Infliximab in the treatment of tislelizumab-induced steroid-refractory immune checkpoint inhibitor-related pneumonia: case report and literature review
Introduction
Immune checkpoint inhibitors (ICPs), including programmed cell death-1 (PD-1) inhibitors, PD ligand 1 inhibitors (PD-L1), or cytotoxic T lymphocyte antigen 4 (CTLA-4). ICPs have revolutionized the treatment of lung and many other cancers by disrupting interactions between receptors and ligands in the tumor microenvironment, enabling T cells to recognize and attack cancer cells (1). While blocking the negative regulatory signals of immune cells and enhancing the anti-tumor effect of T cells, ICPs may also abnormally enhance normal immune responses, resulting in the loss of immune tolerance to self-antigens and excessive activation of autoimmunity, manifested as a series of immune-related adverse events (irAEs) (1). Of these irAEs, checkpoint inhibitor-related pneumonia (CIP) occurs in 5–10% of lung cancer patients and can be fatal when it occurs (2-4). Published consensus guidelines can aid in the clinical diagnosis and management of irAEs, but insufficient evidence exists for infliximab in steroid-refractory CIP (3,5). Here, we report a patient with small cell lung cancer (SCLC) suffered from severe CIP after using PD-1 inhibitor combined with chemotherapy and radiotherapy, and review the relevant literature to improve the rational use of infliximab for the treatment of steroid-refractory CIP. We present the following case in accordance with the CARE reporting checklist (available at https://tcr.amegroups.com/article/view/10.21037/tcr-22-1162/rc).
Case presentation
A 67-year-old male patient was diagnosed with right upper lung small cell lung cancer (T2N2M0 IIIa, limited stage) due to cough and sputum bloody, and received tislelizumab 200 mg D1, irinotecan 240 mg D1, and nedaplatin 110 mg D1 After 2 cycles of treatment (D1, D21), we performed a 4-month follow-up and recorded the imaging changes of the patient’s chest (Figure 1). The curative effect was stable after the second cycle (Figure 1A-1D). Then 30 times of lung radiotherapy (tumour does DT60Gy/30fx) were performed. Cough, expectoration, blood in sputum, and shortness of breath occurred during radiotherapy. Our repeat chest CT showed multiple ground-glass opacities in the upper and lower fields of the right lung, and thickened interlobular septa. Immune-related pneumonia was considered, and radiation pneumonitis was not ruled out (Figure 1E-1H). Prednisone 10 mg orally once a day was given, which had a certain relieving effect. Subsequently, a similar chemotherapy regimen was given in the third cycle, but the immunotherapy was stopped.

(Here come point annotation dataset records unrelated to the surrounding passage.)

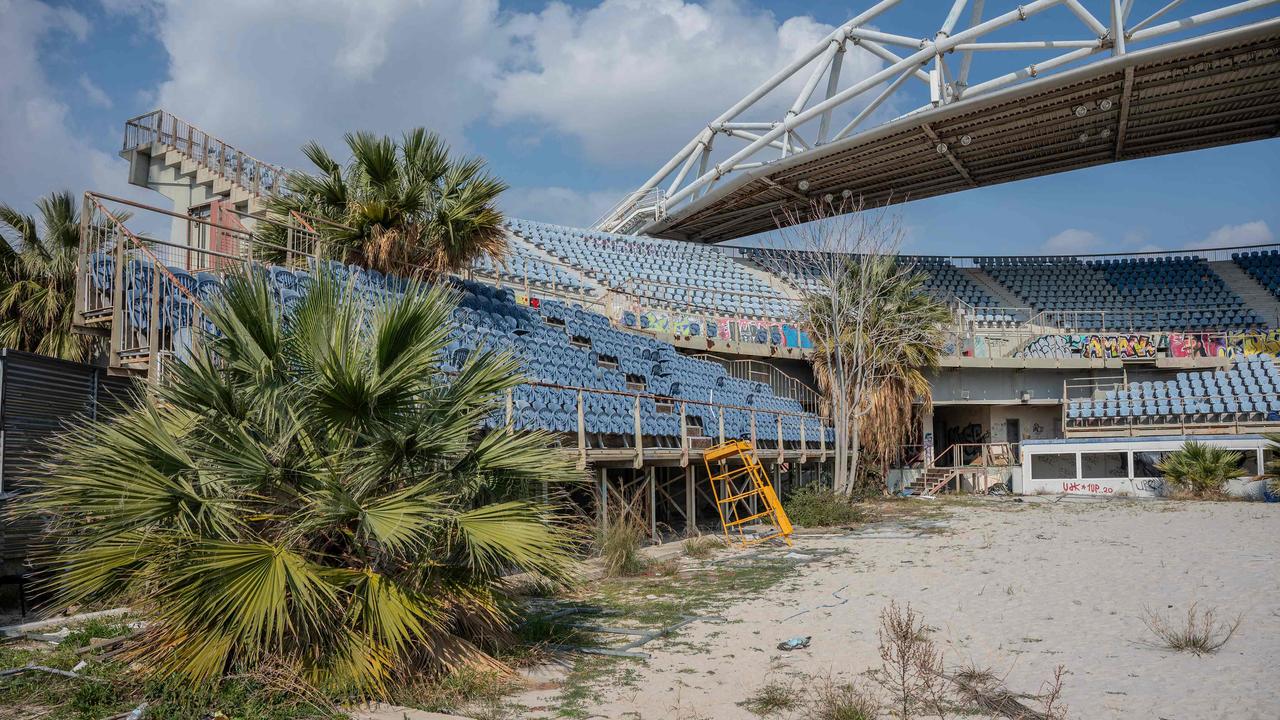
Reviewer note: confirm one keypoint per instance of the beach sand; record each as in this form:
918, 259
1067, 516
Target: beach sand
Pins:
1018, 587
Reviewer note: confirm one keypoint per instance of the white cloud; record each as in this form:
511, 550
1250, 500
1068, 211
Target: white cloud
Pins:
1233, 236
94, 94
630, 80
40, 150
560, 205
268, 77
1072, 241
635, 80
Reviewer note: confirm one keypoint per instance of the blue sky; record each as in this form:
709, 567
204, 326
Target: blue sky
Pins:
572, 103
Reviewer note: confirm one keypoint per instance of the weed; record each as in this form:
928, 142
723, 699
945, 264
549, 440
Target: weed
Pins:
772, 698
1198, 633
618, 542
700, 547
910, 664
841, 701
818, 507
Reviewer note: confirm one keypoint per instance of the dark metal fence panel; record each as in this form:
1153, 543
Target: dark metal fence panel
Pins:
39, 399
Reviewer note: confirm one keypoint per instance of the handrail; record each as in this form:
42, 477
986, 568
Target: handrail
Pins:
213, 153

Four and a half months after the first immunotherapy, the patient was admitted to our respiratory medicine unit with rapidly worsening fever and dyspnea. The oxygenation index value for arterial blood gas analysis was 162 mmHg. Blood routine examination showed that the red blood cell (RBC) was 6.26×109/L, the hemoglobin (HGB) was 86 g/L, the platelet (PLT) was 322×109/L, and the neutrophil percentage (Neu%) was 77.10%. Other blood tests showed that procalcitonin (PCT) was 0.75 ng/L, interleukin-6 (IL-6) was 55.60 ng/L, high-sensitivity C-reactive protein (hsCRP) was 131.00 mg/L, and tumor necrosis factor (TNF-α) was 15.90 ng/L (normal range, 0–8 ng/L), IL-1β of 21.9 pg/mL (normal range, 0–5 pg/mL), and IL-8 and IL-10 in the normal range, and five items of liver function, kidney function, and thyroid function were not abnormal. Chest CT showed extensive ground-glass opacities and interlobular septal thickening in both lungs, accounting for approximately 75% of the lung fields (Figure 1I-1L). Combined with the patient’s medical history, laboratory tests, and chest CT, the clinical diagnosis was severe CIP (grade 4), and continuous high-flow humidified oxygen therapy was performed with intravenous injection (IVIG) of high-dose methylprednisolone sodium succinate (240 mg 4 mg/kg qd, continuous 3 days, then tapered) in combination with gamma globulin (0.4 g/kg, 5 days). The patient’s fever improved, but dyspnea and oxygenation index worsened for 3 consecutive days (Figure 2). Therefore, infliximab (5 mg/kg) was added on day 4, and methylprednisolone sodium succinate was started to down-regulate (20% reduction every 10 days). The patient’s dyspnea gradually improved, and the oxygenation index gradually increased from day 5. Our repeat chest CT on the day 12 after infliximab treatment showed obvious absorption of bilateral lung lesions (Figure 1M-1P), and a second dose of infliximab (5 mg/kg) was given. We review chest CT after two doses of infliximab showed further absorption in both lungs (Figure 1Q-1T), and the patient was discharged smoothly. During hospitalization, G test (1,3-β-D glucan test), GM test (galactomannan test), cryptococcal antigen, blood culture, and sputum culture were all negative, but moxifloxacin, meropenem, and voriconazole were administered empirically to control infection.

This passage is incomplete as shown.